Given the relationship between growth and revenue, business owners might choose to focus their fiscal efforts primarily on either generating revenue or growing the business. The decision to choose one over the other should be based on various internal and external factors.
Understanding Revenue-Focused and Growth-Focused Businesses
As you might have guessed, revenue-focused businesses are more concerned with earning money rather than with quick expansion. Revenue can include interest and royalties, but usually refers to funds received from the sale of goods and services. Small businesses with a revenue-based mindset tend to focus on creating a solid revenue model for long-term profitability before expanding their efforts.
On the other hand, a company that is growth-focused concentrates on expansion and experimentation at the expense of near-term profitability. In this way, the business is considered to be primarily concerned with market share first and cash second. Growth-focused businesses are likely to hire employees sooner, upgrade their operations and increase their marketing expenditures with the goal of expanding their customer bases. They concentrate on users now and monetization strategies down the line.
Focusing on Revenue vs. Growth
Pros of Pursuing Revenue
Revenue-based startups are often considered safer choices because they focus on creating a model for profitability. Not only does focusing on revenue help satisfy investors, but it also ensures a company isn’t growing too quickly. One of the dangers of rapid expansion is allowing quality to suffer in favor of quantity.
When businesses focus on growth, they often neglect to hire enough workers and train them appropriately. Additionally, startups that grow too fast can find themselves dealing with serious cash flow shortages that impact their ability to pay the bills.
Further, it’s important for businesses to realize that focusing on growth doesn’t necessarily mean that profits will follow. After all, your company can increase its customer base by lowering prices. However, if there is no path to profit, you are unlikely to see positive returns on your investment. Before expanding into additional markets, startups need to ensure they are actually making money on their sales, rather than spending a great deal for little profit.
Pros of Pursuing Growth
While investors often prefer a revenue-focused model, concentrating on growth is not without its advantages. Groupon, for example, is one company that initially saw huge returns as a result of an aggressive growth effort. Despite low initial revenue, the company invested heavily in climbing to the top of the daily deals market.

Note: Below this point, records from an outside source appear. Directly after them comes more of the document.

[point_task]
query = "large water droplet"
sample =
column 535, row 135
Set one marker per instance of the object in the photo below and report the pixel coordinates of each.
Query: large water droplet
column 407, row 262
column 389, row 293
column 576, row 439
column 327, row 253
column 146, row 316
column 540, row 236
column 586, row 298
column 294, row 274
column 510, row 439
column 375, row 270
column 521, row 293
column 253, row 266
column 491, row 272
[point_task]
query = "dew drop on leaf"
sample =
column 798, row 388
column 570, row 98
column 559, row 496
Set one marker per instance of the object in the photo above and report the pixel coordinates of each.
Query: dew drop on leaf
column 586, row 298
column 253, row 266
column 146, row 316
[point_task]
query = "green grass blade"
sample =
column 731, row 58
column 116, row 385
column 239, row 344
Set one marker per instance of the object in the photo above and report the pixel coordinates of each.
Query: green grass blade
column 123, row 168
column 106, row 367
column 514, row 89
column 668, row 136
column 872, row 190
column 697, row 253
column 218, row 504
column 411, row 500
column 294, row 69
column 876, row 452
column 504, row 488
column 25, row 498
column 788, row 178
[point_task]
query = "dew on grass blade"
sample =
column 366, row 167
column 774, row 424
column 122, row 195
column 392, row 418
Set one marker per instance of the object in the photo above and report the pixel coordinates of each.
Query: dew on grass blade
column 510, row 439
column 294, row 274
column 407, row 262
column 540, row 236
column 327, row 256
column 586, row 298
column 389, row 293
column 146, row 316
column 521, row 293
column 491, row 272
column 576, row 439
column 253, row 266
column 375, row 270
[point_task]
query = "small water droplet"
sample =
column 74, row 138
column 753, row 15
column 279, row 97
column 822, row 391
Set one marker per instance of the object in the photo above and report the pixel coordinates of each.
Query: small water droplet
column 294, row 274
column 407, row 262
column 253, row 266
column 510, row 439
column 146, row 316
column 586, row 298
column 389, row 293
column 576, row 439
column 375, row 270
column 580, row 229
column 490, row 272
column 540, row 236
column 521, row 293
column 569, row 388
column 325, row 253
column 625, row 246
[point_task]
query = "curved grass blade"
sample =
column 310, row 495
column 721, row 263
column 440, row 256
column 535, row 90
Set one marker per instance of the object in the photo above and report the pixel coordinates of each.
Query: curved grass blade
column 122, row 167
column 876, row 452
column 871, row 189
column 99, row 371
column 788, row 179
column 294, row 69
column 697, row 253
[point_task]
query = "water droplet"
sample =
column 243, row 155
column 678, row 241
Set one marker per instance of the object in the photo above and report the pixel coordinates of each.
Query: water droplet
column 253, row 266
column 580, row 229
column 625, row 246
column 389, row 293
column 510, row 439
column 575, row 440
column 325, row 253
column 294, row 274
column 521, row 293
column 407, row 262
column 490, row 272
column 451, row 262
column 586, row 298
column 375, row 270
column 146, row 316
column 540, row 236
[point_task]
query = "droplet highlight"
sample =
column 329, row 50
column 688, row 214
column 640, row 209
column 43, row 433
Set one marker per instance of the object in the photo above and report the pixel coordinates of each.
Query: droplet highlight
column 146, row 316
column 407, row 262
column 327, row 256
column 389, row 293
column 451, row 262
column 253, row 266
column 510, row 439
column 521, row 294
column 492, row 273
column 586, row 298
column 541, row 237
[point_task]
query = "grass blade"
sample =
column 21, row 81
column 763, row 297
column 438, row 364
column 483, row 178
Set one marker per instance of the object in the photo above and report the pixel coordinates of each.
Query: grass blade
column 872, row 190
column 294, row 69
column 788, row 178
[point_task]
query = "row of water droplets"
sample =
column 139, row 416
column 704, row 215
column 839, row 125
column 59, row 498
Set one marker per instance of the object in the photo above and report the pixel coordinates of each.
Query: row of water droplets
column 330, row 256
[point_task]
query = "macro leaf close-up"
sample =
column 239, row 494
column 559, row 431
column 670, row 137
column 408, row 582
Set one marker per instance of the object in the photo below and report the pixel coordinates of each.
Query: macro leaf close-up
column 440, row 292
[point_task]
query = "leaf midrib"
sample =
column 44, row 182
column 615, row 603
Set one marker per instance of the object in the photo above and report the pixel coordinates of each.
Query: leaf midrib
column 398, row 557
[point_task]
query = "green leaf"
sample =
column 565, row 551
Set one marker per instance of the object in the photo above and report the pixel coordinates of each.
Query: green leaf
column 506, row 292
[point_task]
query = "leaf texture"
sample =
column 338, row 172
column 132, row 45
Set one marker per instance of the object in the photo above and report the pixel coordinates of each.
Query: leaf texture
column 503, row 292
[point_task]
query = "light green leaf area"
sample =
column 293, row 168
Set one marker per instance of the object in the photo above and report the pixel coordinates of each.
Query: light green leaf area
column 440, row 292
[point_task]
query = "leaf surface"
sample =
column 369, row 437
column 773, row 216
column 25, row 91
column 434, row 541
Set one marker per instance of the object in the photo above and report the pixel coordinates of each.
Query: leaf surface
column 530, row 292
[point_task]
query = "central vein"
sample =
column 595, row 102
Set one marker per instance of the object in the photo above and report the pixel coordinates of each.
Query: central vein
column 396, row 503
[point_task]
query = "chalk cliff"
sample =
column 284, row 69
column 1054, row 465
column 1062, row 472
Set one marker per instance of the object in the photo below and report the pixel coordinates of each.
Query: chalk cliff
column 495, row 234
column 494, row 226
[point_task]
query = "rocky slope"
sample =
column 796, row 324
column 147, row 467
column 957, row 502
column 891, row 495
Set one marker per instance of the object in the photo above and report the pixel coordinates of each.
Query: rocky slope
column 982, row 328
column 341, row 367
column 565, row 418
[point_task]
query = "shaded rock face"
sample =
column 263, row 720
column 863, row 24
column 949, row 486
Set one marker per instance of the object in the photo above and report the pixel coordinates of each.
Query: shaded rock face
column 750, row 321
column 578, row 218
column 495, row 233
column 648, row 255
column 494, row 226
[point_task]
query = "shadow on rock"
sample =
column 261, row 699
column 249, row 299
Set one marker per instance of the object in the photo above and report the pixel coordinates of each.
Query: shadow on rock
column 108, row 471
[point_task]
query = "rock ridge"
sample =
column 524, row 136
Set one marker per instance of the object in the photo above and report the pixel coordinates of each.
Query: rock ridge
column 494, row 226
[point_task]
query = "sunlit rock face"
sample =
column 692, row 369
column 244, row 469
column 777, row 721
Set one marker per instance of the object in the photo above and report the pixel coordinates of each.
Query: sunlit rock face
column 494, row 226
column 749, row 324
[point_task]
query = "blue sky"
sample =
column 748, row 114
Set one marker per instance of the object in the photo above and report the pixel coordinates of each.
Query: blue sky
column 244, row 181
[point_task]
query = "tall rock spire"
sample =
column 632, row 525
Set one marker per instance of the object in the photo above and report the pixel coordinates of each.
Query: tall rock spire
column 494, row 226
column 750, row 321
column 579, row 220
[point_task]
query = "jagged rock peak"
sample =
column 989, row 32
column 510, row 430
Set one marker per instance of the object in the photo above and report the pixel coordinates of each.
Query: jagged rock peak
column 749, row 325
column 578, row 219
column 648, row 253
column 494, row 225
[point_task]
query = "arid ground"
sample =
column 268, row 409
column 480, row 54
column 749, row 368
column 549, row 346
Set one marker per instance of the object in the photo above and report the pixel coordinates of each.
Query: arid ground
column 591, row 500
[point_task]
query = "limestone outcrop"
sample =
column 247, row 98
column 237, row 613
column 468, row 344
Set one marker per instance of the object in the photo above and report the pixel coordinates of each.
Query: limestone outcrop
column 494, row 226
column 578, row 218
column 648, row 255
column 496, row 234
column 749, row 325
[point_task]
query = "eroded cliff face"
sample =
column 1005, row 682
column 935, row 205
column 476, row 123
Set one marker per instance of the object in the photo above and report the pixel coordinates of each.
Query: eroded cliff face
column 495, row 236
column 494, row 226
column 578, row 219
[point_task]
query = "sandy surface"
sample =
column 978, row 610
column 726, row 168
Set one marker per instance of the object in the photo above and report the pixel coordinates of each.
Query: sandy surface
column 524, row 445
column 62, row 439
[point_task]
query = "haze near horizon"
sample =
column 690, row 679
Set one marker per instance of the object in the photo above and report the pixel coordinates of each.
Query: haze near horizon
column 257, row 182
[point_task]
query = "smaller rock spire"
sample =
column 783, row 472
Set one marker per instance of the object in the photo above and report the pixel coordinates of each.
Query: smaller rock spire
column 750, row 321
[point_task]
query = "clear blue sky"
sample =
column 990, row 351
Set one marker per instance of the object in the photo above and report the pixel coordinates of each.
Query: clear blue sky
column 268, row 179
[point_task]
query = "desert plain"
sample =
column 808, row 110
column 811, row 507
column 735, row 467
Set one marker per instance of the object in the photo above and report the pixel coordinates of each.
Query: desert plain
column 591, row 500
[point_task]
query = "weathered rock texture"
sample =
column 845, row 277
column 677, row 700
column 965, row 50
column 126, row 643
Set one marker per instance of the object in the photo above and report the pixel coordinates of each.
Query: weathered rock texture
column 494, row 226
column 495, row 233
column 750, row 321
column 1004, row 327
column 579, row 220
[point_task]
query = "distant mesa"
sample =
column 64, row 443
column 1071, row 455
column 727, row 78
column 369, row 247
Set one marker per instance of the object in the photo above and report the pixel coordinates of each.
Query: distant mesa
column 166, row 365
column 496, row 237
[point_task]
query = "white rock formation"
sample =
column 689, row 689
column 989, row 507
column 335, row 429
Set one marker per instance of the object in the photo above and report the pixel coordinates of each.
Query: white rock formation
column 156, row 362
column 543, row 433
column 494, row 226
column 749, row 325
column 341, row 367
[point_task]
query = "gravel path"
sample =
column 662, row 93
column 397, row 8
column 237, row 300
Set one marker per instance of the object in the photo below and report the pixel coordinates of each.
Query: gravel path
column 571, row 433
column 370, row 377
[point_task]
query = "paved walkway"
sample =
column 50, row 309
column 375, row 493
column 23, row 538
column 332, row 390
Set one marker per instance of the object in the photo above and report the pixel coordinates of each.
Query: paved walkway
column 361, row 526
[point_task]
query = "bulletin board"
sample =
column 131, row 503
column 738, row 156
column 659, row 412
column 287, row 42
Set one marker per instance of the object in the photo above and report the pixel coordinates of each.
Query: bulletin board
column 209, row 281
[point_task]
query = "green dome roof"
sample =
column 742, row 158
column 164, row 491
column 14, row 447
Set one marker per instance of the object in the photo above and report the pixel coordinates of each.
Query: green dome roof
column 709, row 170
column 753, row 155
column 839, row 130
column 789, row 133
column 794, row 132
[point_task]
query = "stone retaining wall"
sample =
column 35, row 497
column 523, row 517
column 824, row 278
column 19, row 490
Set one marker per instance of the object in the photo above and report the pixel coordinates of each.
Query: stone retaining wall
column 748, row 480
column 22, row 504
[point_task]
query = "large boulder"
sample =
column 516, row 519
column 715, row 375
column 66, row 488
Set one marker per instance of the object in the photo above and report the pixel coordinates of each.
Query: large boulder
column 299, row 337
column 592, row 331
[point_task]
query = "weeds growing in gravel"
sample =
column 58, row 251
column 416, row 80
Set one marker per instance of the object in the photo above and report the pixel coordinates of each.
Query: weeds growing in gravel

The result was more than a billion dollars in revenue within three years. Startup founders with highly scalable business plans and good access to capital might want to consider following Groupon’s example and focusing on expansion.
Growth is also crucial for companies in highly competitive industries. If you don’t put money into expanding your audience, industry rivals will likely draw customers away from your business. Further, businesses in newer fields like social media often need to focus on experimenting with different revenue models before finding one that works.
If you’re focused only on immediate profits, you might make money in the short term while missing an opportunity for huge success down the line. Additionally, growth is often more important for B2C (business to consumer) than B2B (business to business) companies.
Choosing the Right Business Model for Your Startup
The best-case scenario for startups is to demonstrate solid revenue while growing their customer bases at the same time. But unless you’re one of the lucky very few, your limited resources will need to be put on one side or the other. Keep in mind what type of business you are trying to build, and don’t be afraid to ask for advice from seasoned entrepreneurs and advisors.